Abstract
Two cases of Sjögren-Larsson Syndrome were reported. Interesting clinical findings of each patient were elevation of serum copper and high excretion of urinary copper.
Patient I. 9 Yo. male: The patient had characteristic ichthyosis, spastic paralysis, mental retardation, right strabismus and both retentio testis. Abnormal laboratory findings were as below: serum γ-gl 1.7g/dl, α-gl 0.4g/dl. Cu 196-170μg/dl, urinary Cu 17-14μg/mg of creatinine, fundus: atrophy of both optic nerves.

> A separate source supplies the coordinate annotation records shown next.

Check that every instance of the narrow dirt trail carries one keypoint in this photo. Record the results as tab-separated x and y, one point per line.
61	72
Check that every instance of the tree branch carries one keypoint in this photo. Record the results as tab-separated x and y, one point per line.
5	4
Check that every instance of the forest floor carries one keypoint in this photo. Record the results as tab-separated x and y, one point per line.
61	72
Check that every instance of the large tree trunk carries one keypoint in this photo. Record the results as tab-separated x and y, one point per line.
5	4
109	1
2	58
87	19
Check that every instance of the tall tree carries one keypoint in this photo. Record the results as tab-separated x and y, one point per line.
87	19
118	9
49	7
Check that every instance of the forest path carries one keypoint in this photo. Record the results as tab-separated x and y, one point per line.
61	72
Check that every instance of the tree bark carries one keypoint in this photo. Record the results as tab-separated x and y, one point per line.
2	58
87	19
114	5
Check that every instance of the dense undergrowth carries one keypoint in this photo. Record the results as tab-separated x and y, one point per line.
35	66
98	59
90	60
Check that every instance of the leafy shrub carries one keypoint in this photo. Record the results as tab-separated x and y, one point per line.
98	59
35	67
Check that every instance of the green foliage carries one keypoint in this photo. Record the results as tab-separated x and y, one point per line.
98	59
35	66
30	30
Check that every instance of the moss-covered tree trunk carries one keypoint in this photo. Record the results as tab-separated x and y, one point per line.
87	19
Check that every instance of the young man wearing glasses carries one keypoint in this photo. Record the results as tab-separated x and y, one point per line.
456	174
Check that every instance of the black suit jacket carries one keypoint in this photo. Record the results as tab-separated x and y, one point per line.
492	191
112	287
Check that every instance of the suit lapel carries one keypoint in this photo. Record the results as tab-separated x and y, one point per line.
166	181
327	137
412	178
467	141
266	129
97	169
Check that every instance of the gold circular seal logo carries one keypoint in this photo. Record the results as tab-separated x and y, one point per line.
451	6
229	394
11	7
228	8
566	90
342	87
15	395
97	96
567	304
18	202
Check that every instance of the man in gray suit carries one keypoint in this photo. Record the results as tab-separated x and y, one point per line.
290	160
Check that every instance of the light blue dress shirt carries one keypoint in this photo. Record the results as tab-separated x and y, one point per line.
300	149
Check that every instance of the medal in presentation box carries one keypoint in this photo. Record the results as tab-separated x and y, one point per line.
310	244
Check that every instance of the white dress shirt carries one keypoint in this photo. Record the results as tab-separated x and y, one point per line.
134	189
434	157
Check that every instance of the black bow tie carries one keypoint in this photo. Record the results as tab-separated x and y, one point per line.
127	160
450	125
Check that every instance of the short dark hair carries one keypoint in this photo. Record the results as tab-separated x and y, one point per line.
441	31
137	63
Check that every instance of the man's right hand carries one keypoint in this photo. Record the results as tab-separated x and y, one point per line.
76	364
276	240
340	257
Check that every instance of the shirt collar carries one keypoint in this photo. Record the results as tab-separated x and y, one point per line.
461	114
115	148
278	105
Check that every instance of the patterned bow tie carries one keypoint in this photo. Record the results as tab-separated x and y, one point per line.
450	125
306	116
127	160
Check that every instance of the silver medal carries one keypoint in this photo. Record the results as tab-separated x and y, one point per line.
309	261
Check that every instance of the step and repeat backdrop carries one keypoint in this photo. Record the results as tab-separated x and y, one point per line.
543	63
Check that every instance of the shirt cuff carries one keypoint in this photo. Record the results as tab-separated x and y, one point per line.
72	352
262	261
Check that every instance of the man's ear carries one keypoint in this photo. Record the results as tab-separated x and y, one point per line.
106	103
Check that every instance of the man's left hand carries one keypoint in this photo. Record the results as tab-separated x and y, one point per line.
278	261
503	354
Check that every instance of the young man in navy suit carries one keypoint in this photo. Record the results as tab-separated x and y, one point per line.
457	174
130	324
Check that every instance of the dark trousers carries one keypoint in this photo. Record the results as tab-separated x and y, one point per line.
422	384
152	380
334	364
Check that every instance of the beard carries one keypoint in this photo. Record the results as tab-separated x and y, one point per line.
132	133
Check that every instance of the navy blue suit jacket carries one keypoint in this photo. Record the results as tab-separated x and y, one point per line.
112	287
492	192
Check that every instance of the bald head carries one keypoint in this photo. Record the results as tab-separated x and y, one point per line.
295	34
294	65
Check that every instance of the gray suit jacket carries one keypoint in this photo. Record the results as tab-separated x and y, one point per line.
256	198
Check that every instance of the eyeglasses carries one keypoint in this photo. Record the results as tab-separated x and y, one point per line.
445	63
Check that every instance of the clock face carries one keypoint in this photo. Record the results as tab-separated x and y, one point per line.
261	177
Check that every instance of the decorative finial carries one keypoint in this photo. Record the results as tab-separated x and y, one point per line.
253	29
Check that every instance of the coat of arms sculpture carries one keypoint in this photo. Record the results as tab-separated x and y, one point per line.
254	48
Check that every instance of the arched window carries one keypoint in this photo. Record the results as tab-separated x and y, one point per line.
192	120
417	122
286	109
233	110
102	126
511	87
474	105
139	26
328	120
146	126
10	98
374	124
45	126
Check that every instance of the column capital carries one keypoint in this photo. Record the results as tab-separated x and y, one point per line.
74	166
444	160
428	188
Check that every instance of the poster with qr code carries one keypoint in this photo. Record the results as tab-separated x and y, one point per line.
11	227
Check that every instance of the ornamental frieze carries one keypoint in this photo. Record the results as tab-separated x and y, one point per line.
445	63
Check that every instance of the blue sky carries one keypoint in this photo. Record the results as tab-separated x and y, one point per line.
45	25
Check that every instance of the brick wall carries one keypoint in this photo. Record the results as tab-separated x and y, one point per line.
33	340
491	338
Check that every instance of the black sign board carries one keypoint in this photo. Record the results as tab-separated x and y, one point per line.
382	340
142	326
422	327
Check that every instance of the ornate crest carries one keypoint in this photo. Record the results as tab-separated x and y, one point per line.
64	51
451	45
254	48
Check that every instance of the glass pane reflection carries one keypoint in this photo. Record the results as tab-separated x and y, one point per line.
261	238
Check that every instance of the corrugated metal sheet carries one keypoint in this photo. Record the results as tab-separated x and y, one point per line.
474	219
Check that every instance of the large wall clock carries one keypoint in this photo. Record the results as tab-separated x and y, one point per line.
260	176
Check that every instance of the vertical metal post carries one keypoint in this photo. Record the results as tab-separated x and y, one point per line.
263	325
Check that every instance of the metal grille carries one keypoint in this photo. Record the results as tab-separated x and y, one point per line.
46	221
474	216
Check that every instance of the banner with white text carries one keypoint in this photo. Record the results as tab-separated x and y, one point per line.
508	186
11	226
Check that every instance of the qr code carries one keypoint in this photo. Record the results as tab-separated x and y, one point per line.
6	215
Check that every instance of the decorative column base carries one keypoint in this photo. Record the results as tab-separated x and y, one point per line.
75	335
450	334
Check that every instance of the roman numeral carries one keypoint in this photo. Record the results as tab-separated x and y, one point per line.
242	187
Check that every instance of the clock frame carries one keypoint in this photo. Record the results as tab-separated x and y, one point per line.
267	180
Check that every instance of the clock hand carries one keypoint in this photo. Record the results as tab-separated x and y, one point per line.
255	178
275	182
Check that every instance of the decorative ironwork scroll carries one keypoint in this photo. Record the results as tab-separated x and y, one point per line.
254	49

Patient II. 19 Yo. female: The patient had same triad as patient I, especially the ichthyosis was severe. Abnormal laboratory findings were as below: serum γ-gl 1.5g/dl, α-gl 0.3g/dl, Cu 166-160μg/dl, urinary Cu 72-33μg/mg of creatinine. fundus: degeneration of both macula. EEG: typical spike & wave complex in all area. Liver disease, thyroid disease, Wilson's disease and anemia were negrected in both patients. Since Sjögren & Larsson first described this syndrome in 1957, a number of cases have been reported, but the pathogenesis of this syndrome are not yet known. Sjögren-Larsson syndrome with abnormal Cu metabolism has not been reported. In this report, the relation between high serum copper and the pathogenesis of Sjögren-Larsson syndrome was dicussed.